Guided by landscape architect Rodney Robinson of Delaware, the renovation is the first major rethinking of the space since 1917. Robinson's plan addresses the Square in terms of its historic context and current uses and carefully reflects the spirit of both the past and the present. It restores the fountain, tweaks the functionality of the space, re-envisions the plant material after the loss of the historic elms, and restores the variety of surface textures seen in early photos. Throughout, the formal garden quality of the space is enhanced.
Market Square is cited widely as the first town center planned around motor vehicles. Inspired by English developments of the day, its innovations included parking adjacent to stores, expanded frontage, truck access in the rear, and high style designed to attract sophisticated shoppers. Originally designed by architect Howard Van Doren Shaw and developed in 1917 by the Lake Forest Improvement Trust, the Square began a major transition in the 1980s. New investors oversaw restoration and renovation of the Square, primarily under the guidance of Chicago architect John Vinci. Important incentives for historic preservation had recently been included in the federal tax code, and Market Square was one of hundreds of projects nationwide that benefitted from these changes. There was a new demand for downtown office space, and business people who formerly took the train to Chicago moved into offices remodeled from apartments over the retail shops. The economy began to boom, and new high-end national stores replaced lower-volume local stores. The development went upscale, quite in synch with the original concept of the Square's builders. (Newly discovered archives at Griffith, Grant & Lackie reveal that the builders never envisioned ownership as permanent.)
By the mid-1990s, the Square's landscape, eviscerated by the loss of most of the original elms, lagged behind the restored buildings. The truck courts had been made obsolete by larger trucks. The cement and asphalt paving that over the years had replaced the gravel paths and brick roadbed made the Square resemble more the vast shopping malls of the '90s than the innovative turn-of-the-century place it had been.

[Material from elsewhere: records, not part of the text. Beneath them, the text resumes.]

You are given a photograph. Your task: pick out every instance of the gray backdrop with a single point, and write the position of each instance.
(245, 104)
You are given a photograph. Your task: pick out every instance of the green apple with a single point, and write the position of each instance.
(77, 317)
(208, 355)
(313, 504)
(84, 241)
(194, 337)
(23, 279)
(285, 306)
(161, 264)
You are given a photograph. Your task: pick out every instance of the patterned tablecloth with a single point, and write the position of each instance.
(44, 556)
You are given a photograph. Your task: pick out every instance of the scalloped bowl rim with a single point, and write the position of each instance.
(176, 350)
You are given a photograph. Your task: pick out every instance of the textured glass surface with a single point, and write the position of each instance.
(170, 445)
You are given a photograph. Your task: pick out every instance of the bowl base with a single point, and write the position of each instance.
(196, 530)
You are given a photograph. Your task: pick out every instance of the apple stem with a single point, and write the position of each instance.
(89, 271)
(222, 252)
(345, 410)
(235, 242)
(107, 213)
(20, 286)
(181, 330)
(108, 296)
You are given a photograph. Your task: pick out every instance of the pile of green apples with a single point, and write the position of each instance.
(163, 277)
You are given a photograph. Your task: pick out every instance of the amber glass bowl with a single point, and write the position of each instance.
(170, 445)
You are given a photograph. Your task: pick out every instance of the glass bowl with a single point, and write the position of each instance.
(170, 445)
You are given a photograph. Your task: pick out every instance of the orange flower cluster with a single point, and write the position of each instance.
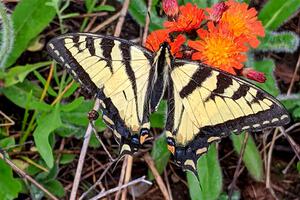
(225, 33)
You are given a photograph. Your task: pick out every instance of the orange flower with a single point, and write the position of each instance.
(170, 7)
(190, 17)
(219, 47)
(215, 13)
(243, 22)
(155, 39)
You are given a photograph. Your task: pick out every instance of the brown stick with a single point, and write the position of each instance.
(26, 176)
(127, 175)
(237, 169)
(122, 18)
(103, 194)
(87, 137)
(157, 177)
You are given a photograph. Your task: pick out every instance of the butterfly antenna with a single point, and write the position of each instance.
(117, 162)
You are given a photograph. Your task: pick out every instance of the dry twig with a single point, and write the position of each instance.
(157, 177)
(87, 137)
(237, 170)
(103, 194)
(26, 176)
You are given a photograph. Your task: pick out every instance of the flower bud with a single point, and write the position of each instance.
(171, 8)
(254, 75)
(216, 12)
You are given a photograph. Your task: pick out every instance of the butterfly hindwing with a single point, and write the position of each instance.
(205, 104)
(116, 71)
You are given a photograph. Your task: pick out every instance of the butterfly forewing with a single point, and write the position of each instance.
(205, 104)
(116, 71)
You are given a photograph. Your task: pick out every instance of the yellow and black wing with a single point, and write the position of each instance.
(117, 72)
(205, 104)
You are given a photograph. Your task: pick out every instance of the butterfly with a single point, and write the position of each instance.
(204, 104)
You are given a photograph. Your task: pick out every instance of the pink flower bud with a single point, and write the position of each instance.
(254, 75)
(216, 12)
(171, 8)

Robinson's plan adjusts the allocation between roadway, walks, and agrden, creating a visual dominance of landscaping while accommodating vehicular needs. It incorporates brick and granite that reflect the materials of the buildings and add new texture and color that play down the asphalt roadways. New trees, different lighting, varied garden beds and plantings, and handsome street furniture invite the public to enjoy using this important space. The renovated Market Square landscape responds to changes in use, exemplifies outstanding leadership by the Lake Forest Garden Club, and upholds the local tradition of public-private partnership. This broadly-supported project is worthy of both local and national recognition.